Control circuitry 40 may include an interface 42 for facilitating interface between the kitchen ventilation system components, and a controller 44 powered by a power supply 48. The controller 44 may be hard-wired and housed in a suitable exposed or covered enclosure fixed on or even within the kitchen ventilating system housing. Alternatively, the controller 44 may be placed in a remote location. Further, the controller 44 may receive and transmit signals pertaining to the status of the air quality and corresponding control and display signals remotely via means such as, infrared, radio frequency and electromagnetic transmission signal transmission media. Additionally, the controller 44 may use the temperature 36 and humidity 38 data acquired over the cooktop 28 via sensor 14 to compute temperature and humidity-compensated response of the air quality sensor 14 to assess the change in air quality on account of elements other than temperature 36 and humidity 38.

In general, in a presently contemplated embodiment, the controller 44 offers a momentary high power operation for a pre-determined time during start-up, and later changes to an optimum power mode of operation based on air quality status. In addition, the controller 44 may have a set of predefined programs stored that can be individually executed by a user of the system.

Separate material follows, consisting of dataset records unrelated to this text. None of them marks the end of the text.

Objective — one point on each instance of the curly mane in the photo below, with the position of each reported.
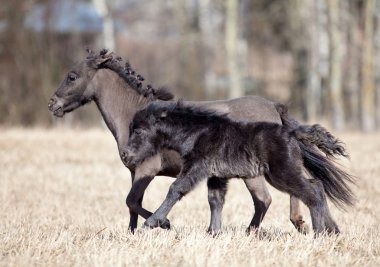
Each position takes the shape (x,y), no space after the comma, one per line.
(129,75)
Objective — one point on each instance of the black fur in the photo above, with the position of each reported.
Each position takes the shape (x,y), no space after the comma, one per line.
(212,145)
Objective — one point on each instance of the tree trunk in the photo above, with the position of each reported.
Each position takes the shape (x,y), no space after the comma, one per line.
(231,43)
(335,66)
(368,87)
(353,63)
(377,59)
(108,26)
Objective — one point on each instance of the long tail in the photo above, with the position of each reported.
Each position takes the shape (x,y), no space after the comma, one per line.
(312,135)
(321,167)
(335,181)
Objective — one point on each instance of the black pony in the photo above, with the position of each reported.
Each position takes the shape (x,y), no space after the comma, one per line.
(212,145)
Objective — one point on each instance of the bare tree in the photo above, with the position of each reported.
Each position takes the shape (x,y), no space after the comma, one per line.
(231,43)
(108,25)
(376,40)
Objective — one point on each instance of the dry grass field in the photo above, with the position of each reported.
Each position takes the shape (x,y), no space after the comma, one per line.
(62,203)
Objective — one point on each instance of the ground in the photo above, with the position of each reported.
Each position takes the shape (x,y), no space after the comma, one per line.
(62,203)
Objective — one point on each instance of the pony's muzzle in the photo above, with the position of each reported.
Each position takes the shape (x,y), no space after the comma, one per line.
(51,103)
(127,157)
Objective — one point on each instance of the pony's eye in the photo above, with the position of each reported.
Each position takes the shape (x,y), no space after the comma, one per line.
(138,131)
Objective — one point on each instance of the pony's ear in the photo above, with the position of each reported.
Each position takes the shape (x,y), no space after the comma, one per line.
(179,103)
(163,114)
(102,59)
(96,60)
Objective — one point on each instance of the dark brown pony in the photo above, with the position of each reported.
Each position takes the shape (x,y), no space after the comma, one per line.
(213,145)
(119,92)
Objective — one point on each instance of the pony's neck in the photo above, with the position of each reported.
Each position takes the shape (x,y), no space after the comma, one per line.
(117,102)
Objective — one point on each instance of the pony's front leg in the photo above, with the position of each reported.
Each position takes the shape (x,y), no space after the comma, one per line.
(296,217)
(261,199)
(179,188)
(217,189)
(141,178)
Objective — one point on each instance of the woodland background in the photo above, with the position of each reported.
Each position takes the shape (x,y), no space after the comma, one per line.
(320,57)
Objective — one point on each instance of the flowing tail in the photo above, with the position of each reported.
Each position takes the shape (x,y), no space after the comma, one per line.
(321,167)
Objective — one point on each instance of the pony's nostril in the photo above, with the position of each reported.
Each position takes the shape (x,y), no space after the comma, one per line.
(124,155)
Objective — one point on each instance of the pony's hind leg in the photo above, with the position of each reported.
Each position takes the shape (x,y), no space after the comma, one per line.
(179,188)
(217,189)
(296,217)
(261,199)
(308,191)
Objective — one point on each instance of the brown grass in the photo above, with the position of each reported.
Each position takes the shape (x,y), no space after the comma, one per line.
(62,204)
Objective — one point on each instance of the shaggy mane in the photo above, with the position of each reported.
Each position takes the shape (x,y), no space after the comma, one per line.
(129,75)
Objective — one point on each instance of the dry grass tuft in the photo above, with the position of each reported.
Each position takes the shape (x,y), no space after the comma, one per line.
(62,204)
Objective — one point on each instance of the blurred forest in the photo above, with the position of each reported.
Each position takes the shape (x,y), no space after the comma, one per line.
(321,57)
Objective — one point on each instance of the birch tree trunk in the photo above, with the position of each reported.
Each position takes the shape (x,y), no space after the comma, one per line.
(368,87)
(377,60)
(335,65)
(108,26)
(353,62)
(231,44)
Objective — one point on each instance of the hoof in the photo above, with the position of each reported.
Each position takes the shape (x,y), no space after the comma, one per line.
(165,224)
(251,229)
(151,223)
(214,232)
(303,228)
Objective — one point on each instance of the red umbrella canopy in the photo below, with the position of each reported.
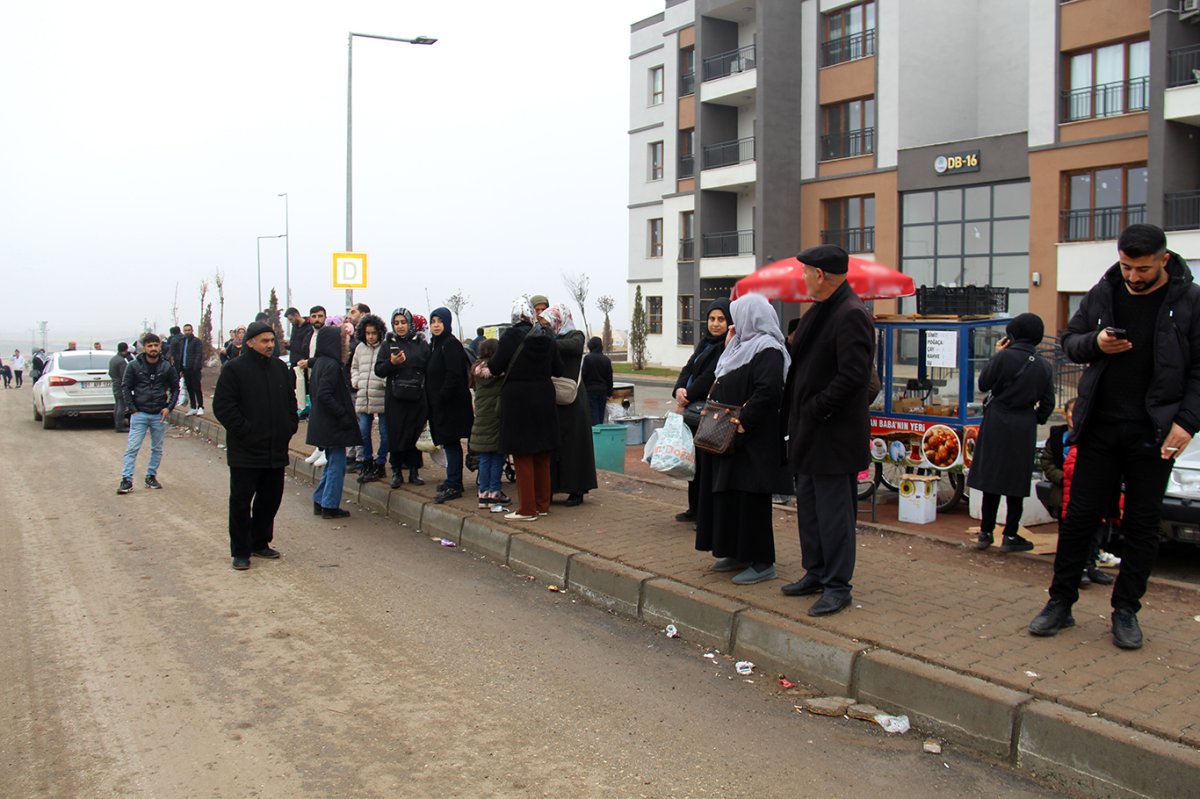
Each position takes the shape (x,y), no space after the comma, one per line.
(784,280)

In a present embodiment, the control circuitry 40 also includes memory circuitry 46 for storing the pre-defined programs, internal references 50 for the operation of the components of the system and so forth. The internal references 50 may include operating cycle set points 52, operating cycle timings 54, sensor look up tables 56 for the sensor 14, ventilation rate tables 58 for the air moving device 16, a timer 60, an internal counter 62, and so forth. These references and devices may be utilized by the controller 44 for deciding the operating parameters for the kitchen ventilating system 10. Further, these operating parameters are communicated as, or used to derive output signals 68 to the air moving device 16, the air flow direction control device 18, and the air purification device 20.

Such output signals, indicated collectively by reference numeral 68, are transmitted from the controller 44 to the air moving device 16, the air flow direction control device 18 and the air purification device 20 to regulate operation of the system. Such output signals may include, without limitation, air moving device speed 70, air moving device status 72, air flow direction control device status 74 and UV source status 76. The status of the above mentioned parameters may be made available to a user of the system via a display system 66 which will be discussed hereinafter. Also, the controller 44 is configured to receive user inputs 64 which may be used by the controller 44 for deciding the operating parameters for the kitchen ventilating system 10.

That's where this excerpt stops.